Lei, una ragazza semplice, dolce quanto l’uva.

Stava buttandosi giù dalla collina, tra mille risate, insieme a una strana ragazza dal cappotto viola e il sorriso pensieroso.

I capelli le si scaraventavano intorno, come se stessero fluttuando sott’acqua. Si aprivano, si gonfiavano… intorno al suo sorriso.

 

La guardavo da lontano su una panchina, lì, solo a curare la mia sorellina. Per certi versi erano simili, lei e quella ragazza: un’espressione innocente e ingenua albeggiava sul viso di entrambe.

Non riuscivo a staccare lo sguardo da lei, che correva su e giù per la collina. Sotto il sole primaverile, sopra l’erbe verde… L’unica cosa di cui ero cosciente osservandola era che speravo non finisse mai di ridere, di essere felice, di non accorgersi di me.

Perché, lo sapevo, tutta la magia sarebbe svanita. Io sarei entrato in quel mondo fatato, e tutto sarebbe crollato. Non sono un ragazzo che può entrare in un racconto. Sono banale, nulla di speciale. Ma guardare quella ragazza. Probabilmente appena più piccola di me, mi faceva straniare dal mio universo.

“Maria, attenta! Non bagnarti!”. I giochi di mia sorella spesso avevano conseguenze disastrose, più per me –al ritorno a casa- che per lei. Però lei, coi suoi cinque anni, era una delle pochissime ragazze che mi sapessero far felice, distrarre.

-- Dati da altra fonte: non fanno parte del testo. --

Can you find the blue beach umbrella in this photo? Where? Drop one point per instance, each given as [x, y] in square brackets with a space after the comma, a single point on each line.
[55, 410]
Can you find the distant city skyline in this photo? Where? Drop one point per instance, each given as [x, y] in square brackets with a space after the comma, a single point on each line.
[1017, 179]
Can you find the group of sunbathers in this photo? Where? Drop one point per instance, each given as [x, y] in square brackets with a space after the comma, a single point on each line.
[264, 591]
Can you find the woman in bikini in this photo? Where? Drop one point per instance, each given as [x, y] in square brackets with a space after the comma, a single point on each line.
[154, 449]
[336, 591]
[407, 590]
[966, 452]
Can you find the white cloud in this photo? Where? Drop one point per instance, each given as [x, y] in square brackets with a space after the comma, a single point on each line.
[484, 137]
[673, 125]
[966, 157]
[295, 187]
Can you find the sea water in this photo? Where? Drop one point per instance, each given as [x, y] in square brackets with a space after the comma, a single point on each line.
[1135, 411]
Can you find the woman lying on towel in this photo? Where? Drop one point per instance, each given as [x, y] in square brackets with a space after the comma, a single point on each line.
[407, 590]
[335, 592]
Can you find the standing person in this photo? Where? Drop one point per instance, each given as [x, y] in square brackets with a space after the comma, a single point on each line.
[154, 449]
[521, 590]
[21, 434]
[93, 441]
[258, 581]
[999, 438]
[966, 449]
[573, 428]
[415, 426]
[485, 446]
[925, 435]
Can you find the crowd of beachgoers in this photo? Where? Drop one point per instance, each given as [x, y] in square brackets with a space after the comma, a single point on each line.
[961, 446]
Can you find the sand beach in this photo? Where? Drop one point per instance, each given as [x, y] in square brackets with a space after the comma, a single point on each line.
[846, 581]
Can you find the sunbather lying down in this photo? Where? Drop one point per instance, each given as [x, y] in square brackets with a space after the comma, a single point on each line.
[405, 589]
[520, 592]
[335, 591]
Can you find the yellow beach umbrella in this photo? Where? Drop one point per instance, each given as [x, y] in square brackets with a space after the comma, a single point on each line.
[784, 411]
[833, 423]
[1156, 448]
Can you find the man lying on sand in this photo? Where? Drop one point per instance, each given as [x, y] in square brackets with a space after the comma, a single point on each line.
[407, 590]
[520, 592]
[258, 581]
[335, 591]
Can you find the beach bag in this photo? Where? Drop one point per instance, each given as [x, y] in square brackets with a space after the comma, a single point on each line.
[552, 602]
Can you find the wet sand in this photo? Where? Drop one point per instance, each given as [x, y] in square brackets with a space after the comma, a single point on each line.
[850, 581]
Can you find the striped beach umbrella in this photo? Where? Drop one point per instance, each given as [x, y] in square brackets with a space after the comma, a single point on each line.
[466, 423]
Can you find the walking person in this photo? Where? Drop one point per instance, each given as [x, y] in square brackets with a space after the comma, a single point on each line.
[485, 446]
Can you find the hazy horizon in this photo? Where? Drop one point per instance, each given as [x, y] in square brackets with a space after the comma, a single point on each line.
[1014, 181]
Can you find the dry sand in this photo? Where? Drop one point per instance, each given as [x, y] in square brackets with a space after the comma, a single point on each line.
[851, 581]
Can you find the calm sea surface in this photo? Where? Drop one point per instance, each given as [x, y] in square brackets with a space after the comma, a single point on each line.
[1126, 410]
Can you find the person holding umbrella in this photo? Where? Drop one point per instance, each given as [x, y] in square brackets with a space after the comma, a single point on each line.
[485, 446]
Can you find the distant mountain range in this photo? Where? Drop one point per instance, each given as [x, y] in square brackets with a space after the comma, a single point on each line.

Guardare l’immagine di quella ragazza mi faceva sentire bene, in pace con me stesso. Che strano.

A quel punto se ne andò.

Mi lasciò lì, solo con i miei inutili problemi.

La rabbia crebbe in me. Ma, insieme, una nuova determinazione, incredibilmente sconosciuta.

“Signora, scusi, può controllare due minuti mia sorella? E’ quella col fiocco rosso, vede? Maria, arrivo subito, tesoro!” e scappai.

Ma che stavo facendo? Correvo, sempre più in fretta. Dovevo raggiungerla. E poi? Che avrei fatto?

“Ehi! Sì, scusa! Aspetta… “ ansimai mentre le mi paravo davanti. L’avevo forse spaventata? Aveva una faccia interdetta. Guardò l’amica, che prima le sorrise, poi mi chiese, curiosa:”Ciao…Bisogno di qualcosa?”

“Sì, ho bisogno di te.” Dissi, diretto, alla ragazza con i capelli lunghi, a quella che rideva, a lei che mi aveva stregato.

“Io… Ti ho vista prima. Non so cosa mi sia successo.. Ma mi hai incantato. Ho seriamente bisogno di conoscerti. Ok, lo so che stai pensando che sono un maniaco pazzoide… Ma, ti prego, puoi dirmi almeno il tuo nome? Solo quello… Voglio poterti chiamare per nome almeno in sogno…”. E questo? Da dove mi era uscito? No, non era da me, decisamente. Queste cose le dicono i ragazzi innamorati e poetici, non un normalissimo ragazzo col Carharrt grigio.

“Io mi chiamo Sara… Ma…”. Era timida, e confusa. Comprensibilissimo, ero esattamente così pure io. Almeno fino ad allora.

“Ok Sara, grazie… Ti ho probabilmente scandalizzata,” aggiunsi con un sorrisetto “ma eri incantevole… grazie, Sara, Sara, Sara..”. Oddio, ero posseduto! Avevo chiuso gli occhi e avevo iniziato a mormorare il suo nome, con la sua immagine in mente. Stop. Avevo rovinato qualsiasi cosa potesse ancora succedere. Addio a tutto.

“Tu come ti chiami, invece?”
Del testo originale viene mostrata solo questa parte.